Published: Tuesday, Aug. 13, 2013 5:30 a.m. CDT • Updated: Tuesday, Aug. 13, 2013 5:50 a.m. CDT

ST. CHARLES – St. Charles School District 303 board members Monday approved a budget for fiscal 2013-14 with a little more than a $495,000 deficit, despite achieving some financial goals.

Those goals included a tax abatement of debt service that saved the district $2.5 million, and the district also is poised to see its debt service drop in the future.

School officials anticipate revenues to total $205,099,250 for that fiscal year, with expected expenditures to total $205,594,600. Officials anticipate a year-end deficit of $495,350, leaving more than $73 million in the district’s fund balance. The budget reflects a 2.13 percent increase in expenditures over the previous year.

The board also approved a budget for the Mid-Valley Special Education Cooperative for fiscal 2013-14. The total $15,724,219 budget reflects an 18 percent reduction from the previous year.
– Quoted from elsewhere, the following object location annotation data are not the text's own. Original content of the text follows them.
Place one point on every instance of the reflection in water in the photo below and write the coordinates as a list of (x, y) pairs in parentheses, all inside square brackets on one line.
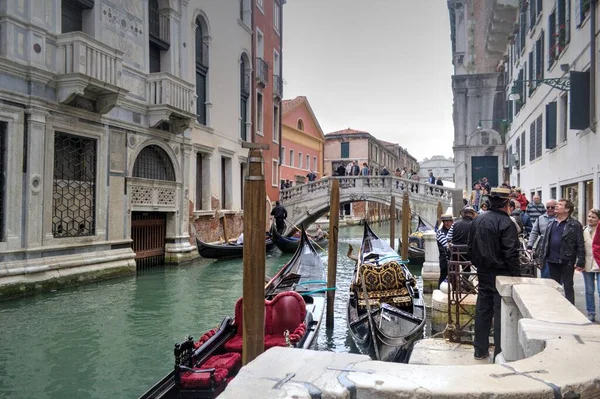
[(115, 338)]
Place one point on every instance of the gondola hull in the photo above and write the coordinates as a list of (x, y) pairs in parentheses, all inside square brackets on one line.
[(226, 251), (303, 270), (379, 329), (289, 245)]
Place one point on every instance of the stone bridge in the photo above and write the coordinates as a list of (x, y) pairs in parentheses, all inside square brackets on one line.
[(305, 203)]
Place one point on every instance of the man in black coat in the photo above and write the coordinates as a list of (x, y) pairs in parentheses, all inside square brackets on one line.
[(563, 247), (494, 250), (280, 214)]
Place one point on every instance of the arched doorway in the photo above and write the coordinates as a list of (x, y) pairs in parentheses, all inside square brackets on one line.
[(154, 173)]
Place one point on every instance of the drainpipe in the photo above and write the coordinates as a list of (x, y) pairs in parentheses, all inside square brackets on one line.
[(593, 66), (253, 78)]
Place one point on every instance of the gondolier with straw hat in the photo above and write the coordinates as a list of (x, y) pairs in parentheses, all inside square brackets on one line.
[(494, 250)]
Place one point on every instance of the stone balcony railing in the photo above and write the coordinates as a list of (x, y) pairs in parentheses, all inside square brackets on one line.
[(170, 99), (87, 67)]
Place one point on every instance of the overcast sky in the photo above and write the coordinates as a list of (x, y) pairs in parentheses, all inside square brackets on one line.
[(381, 66)]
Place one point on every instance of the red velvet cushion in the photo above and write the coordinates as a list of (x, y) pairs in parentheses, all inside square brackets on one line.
[(223, 365)]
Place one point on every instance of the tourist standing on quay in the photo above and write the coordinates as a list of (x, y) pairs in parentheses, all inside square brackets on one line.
[(536, 237), (441, 237), (279, 214), (591, 273), (494, 249), (563, 247)]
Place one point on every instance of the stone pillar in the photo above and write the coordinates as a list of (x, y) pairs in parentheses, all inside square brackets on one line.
[(431, 266), (34, 178)]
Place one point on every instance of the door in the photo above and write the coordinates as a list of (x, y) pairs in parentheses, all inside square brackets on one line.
[(148, 230), (486, 166)]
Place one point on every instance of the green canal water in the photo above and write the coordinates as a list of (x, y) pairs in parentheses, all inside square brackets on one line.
[(114, 339)]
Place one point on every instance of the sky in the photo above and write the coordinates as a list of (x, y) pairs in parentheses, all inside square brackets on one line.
[(381, 66)]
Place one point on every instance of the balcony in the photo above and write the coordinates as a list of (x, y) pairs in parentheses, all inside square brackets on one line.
[(262, 71), (88, 69), (277, 87), (159, 28), (170, 100)]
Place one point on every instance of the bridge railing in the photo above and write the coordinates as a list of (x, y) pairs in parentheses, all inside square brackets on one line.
[(365, 184)]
Enrollment, however, is expected to increase by 17 students from the previous year.

As trial testimony concluded earlier this month involving District 303, one person spoke out Monday during the public comment period and one board member addressed some issues involving the Richmond and Davis elementary schools.

A group of parents filed a lawsuit in 2011, weeks after the school board approved a now-implemented plan for Davis and Richmond elementary schools. Davis became a K-2 school, and Richmond – which had repeatedly failed to meet academic standards – became a school for third-, fourth- and fifth-graders. Richmond also adopted other changes, including a longer school day.

The parents allege D-303 acted illegally and in contradiction of Illinois School Code regulations.

Karla Kurinsky of St. Charles on Monday asked Superintendent Don Schlomann how adequate yearly progress wouldn’t be affected by the merging of the two schools when that was brought up repeatedly at meetings. She said she found it “particularly disheartening” that Schlomann stated that parents simply didn’t want their children attending a “diverse school” when many parents had raised a number of legitimate concerns, including AYP.

Toward the end of the meeting, board member Ed McNally expressed concerns about students’ math scores at the schools. He said students who had no risk factors scored about 10 percentage points behind the entire district in math at Richmond, and 13 percentage points behind at Davis.

“That is a concern that we’re that far behind in those two buildings in math,” he said.